Smith was told that under Colorado’s Anti-Discrimination Act, she isn’t allowed to deny services to same-sex couples despite her personal faith.

“I was really excited to step into the wedding industry and use my artistic talent,” she said. “Except there’s a Colorado law that prevents me from continuing my work and forces me to violate my beliefs and speak messages that I don’t agree with.”

The Supreme Court will decide whether a law like Colorado’s Anti-Discrimination Act violates an artist’s rights to free speech and freedom to exercise religion. Kristen Waggoner, the General Counsel at Alliance Defending Freedom, said that when Smith started her own business she did not surrender her first amendment rights.

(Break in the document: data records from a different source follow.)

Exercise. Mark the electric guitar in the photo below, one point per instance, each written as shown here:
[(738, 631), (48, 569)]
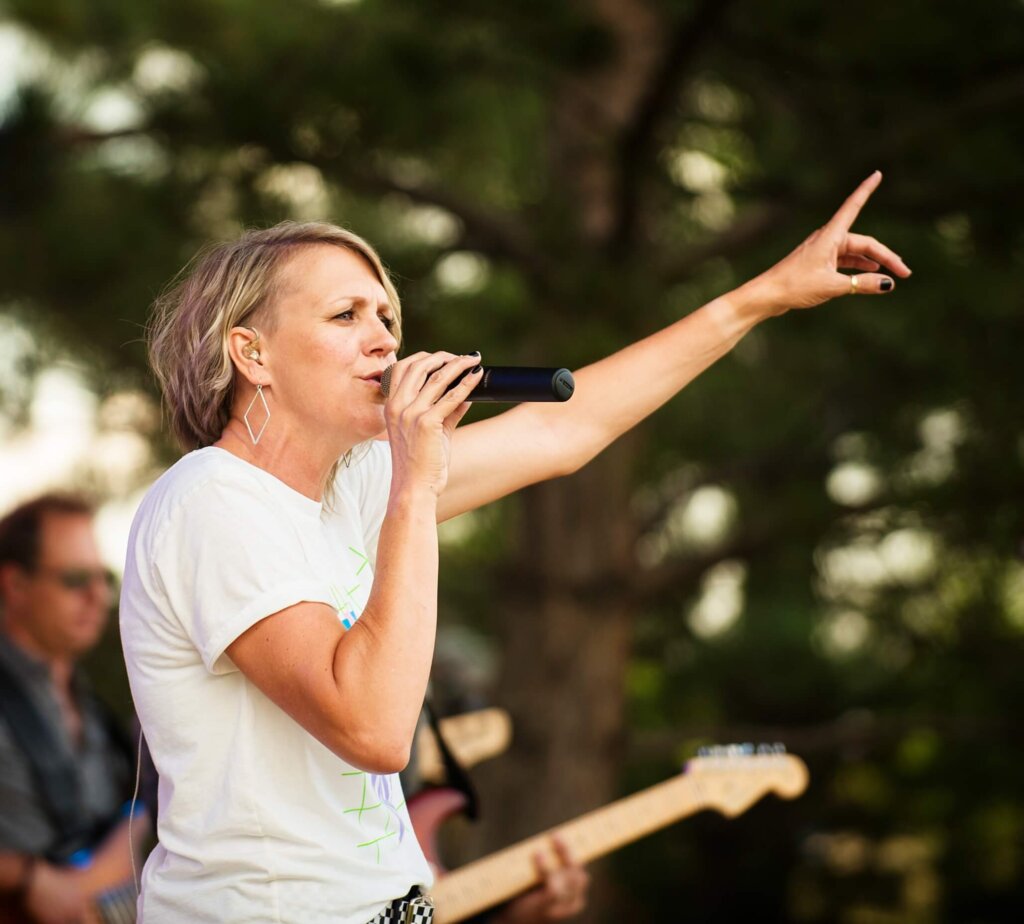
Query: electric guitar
[(728, 780)]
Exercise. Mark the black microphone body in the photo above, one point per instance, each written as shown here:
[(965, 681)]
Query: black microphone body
[(512, 383)]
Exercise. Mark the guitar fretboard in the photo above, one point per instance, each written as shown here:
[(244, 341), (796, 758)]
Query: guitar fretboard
[(478, 885)]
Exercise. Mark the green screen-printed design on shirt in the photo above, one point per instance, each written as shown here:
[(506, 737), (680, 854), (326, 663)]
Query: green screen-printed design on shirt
[(376, 797), (344, 602)]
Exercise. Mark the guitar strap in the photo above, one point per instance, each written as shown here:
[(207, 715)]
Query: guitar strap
[(51, 766), (455, 772)]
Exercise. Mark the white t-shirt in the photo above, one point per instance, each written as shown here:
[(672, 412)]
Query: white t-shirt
[(258, 821)]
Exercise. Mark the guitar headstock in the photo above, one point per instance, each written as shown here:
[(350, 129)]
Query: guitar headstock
[(734, 777)]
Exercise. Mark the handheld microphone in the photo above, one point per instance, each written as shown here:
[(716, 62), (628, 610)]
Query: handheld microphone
[(511, 383)]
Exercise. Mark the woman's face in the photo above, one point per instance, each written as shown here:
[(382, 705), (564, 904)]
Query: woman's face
[(331, 341)]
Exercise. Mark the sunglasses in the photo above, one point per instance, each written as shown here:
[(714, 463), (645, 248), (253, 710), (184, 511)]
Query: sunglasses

“Lorie works with everyone, including those who identify as LGBT, and her faith influences all aspects of her life, including which messages she expresses as a graphic designer,” Waggoner stated. “She always decides which projects to design based on the message requested, and never based on the person requesting it.”

However, LGBTQ advocates believe that as a web designer, Smith decided to open her business to the public, thereby making goods and services available to any Colorado resident. They claim that it’s simply discrimination. However, Smith is hopeful the Supreme Court will side with her as it did in the 2018 case of the Colorado cake baker, Jack Phillips, who refused to bake a cake for a gay couple based on his religious beliefs.

In that 7-to-2 decision, the court ruled that the state commission showed hostility toward Phillips but did not rule on the broader issue of religious liberty.

Now, a fresh case has arrived before the Supreme Court, one that will test the intersection of Anti-Discrimination laws and constitutional rights.